“Selma. La strada per la libertà” (Selma, 2014) è il primo lungometraggio della regista di Los Angeles Ava DuVernay.
Una città, una marcia, un uomo. La linea adottata dalla regista (alla sua opera prima) è rituale, filo schematica, scontata, minima e voracemente anti stressante. Tutto senza infierire eccessivamente e togliendo il bisturi ( se così è da paria una produzione cinematografica che ha voglia di raccontarci per bene) quando è (quasi) necessario e il bisogno (non ultimo) di affievolire per piacere(ci) nella speranza di premi a-posteriori per la Storia che ci tiene lontani (da marciatori e da facili commozioni) in una serata da applausi (senza lustrini eccessivi per rispetto del sangue versato).

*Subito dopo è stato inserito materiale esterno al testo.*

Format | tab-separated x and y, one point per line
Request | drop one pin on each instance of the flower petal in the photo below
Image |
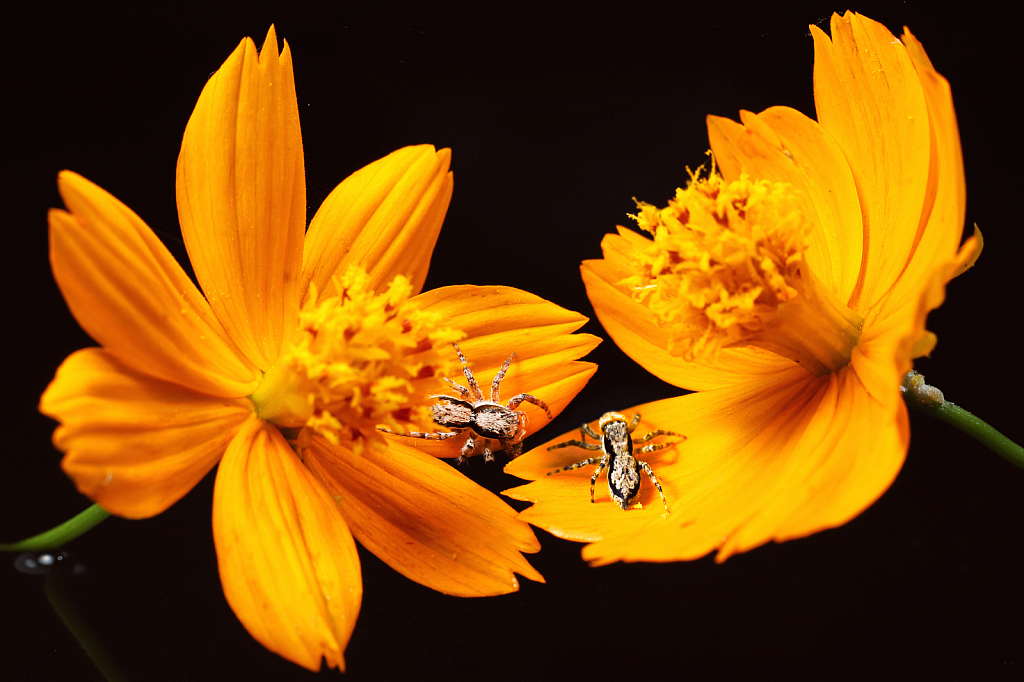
869	97
784	145
498	322
947	196
126	290
288	561
636	331
427	520
135	444
384	217
242	197
769	462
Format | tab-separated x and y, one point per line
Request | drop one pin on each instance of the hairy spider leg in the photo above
655	446
434	435
470	379
653	479
526	397
654	434
498	379
463	391
578	443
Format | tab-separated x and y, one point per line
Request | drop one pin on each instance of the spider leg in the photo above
467	450
577	443
593	479
436	435
656	445
570	467
653	434
470	379
512	448
526	397
657	484
463	391
498	379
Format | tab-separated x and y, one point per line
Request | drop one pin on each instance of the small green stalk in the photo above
930	400
61	535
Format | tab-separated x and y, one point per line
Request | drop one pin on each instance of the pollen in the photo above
354	363
726	268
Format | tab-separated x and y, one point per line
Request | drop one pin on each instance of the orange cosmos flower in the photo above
302	344
792	293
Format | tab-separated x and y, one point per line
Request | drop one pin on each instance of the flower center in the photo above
353	363
727	269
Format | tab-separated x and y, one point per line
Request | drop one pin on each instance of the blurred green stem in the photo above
60	535
930	400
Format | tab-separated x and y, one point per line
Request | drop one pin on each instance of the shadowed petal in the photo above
636	331
288	562
241	194
135	444
126	290
869	98
783	145
427	520
384	217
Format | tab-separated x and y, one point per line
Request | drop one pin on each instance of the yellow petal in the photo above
384	217
288	561
135	444
241	193
427	520
784	145
636	331
869	98
127	291
946	196
498	322
773	461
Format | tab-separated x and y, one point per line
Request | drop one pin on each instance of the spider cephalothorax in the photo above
616	443
486	420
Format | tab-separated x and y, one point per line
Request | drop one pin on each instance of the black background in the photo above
557	118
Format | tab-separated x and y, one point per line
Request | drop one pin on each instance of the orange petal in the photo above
242	197
636	331
135	444
869	97
127	291
427	520
384	217
783	145
773	461
498	322
288	561
946	198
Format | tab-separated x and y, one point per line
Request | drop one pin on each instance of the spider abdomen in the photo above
498	422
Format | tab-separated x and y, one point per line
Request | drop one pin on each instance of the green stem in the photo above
930	400
60	535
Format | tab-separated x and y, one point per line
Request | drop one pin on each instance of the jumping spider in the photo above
486	420
616	443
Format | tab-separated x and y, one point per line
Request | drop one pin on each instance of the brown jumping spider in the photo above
486	420
616	443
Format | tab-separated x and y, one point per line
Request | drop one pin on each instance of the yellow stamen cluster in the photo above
353	363
727	269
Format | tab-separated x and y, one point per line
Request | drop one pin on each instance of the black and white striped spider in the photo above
616	443
485	420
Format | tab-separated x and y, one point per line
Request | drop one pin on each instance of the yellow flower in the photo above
303	343
792	293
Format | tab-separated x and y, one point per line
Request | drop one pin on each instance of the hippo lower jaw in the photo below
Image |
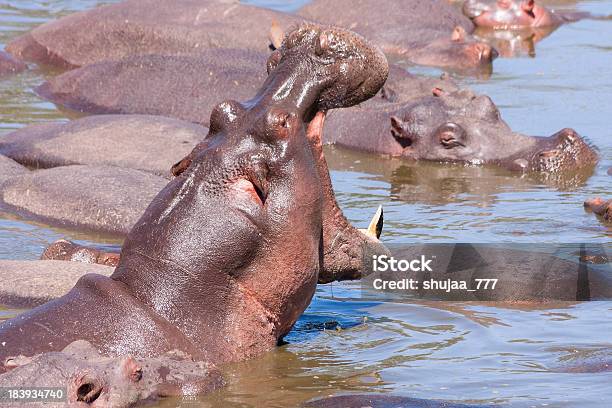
346	249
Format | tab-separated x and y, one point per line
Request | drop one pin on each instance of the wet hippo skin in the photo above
423	32
175	86
516	14
9	168
142	142
600	207
453	125
420	31
10	65
165	27
183	87
94	380
93	198
227	256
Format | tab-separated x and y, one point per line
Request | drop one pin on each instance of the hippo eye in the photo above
451	135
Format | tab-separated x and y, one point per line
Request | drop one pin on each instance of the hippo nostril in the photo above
494	53
548	154
88	392
569	135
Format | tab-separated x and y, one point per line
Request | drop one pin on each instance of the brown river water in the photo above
478	353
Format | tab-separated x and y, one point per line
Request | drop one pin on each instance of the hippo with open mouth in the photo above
227	256
517	14
455	126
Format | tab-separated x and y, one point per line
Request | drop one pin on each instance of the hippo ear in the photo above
88	389
527	6
458	34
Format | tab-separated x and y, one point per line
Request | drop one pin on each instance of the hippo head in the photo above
237	240
462	127
508	14
459	51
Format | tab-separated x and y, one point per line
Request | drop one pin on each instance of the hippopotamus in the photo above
65	250
9	168
600	207
100	199
456	126
227	256
184	87
163	27
517	14
10	65
174	86
27	284
90	379
425	33
143	142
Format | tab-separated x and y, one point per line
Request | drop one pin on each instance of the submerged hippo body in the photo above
9	65
164	27
422	32
516	14
227	256
456	126
63	250
143	142
182	87
93	380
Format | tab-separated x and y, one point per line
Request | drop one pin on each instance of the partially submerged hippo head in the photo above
458	51
92	380
463	127
509	14
250	222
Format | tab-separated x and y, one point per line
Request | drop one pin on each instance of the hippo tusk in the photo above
374	230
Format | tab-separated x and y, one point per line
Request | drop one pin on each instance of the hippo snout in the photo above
481	53
566	149
474	8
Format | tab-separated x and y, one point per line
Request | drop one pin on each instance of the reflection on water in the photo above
515	354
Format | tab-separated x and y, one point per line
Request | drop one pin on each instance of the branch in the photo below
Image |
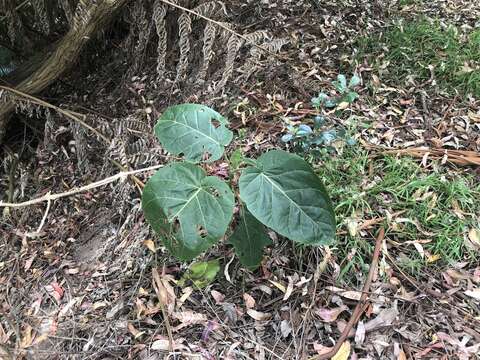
51	197
359	308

Che dire quando il gioco ‘dei fatti’ va avanti con didascalie sul resoconto giorno-ora tipo ‘indagine’ senza nessun mordente e vero avvicendamento per lo spettatore: in quanto tale (fiacca) la prima parte appare alquanto liscia, semplice e, convenzionale, da ‘produzione’ televisiva con immedesimazioni e inquadrature molto rigide, scavate e, dignitosamente, quasi mai fuori da un ordinario e una routine stancante e monocorde. Ciò che t’aspetti c’è, non un modo ‘avvincente’ (non dico frenetico) di presentare l’antefatto ad una marcia di protesta.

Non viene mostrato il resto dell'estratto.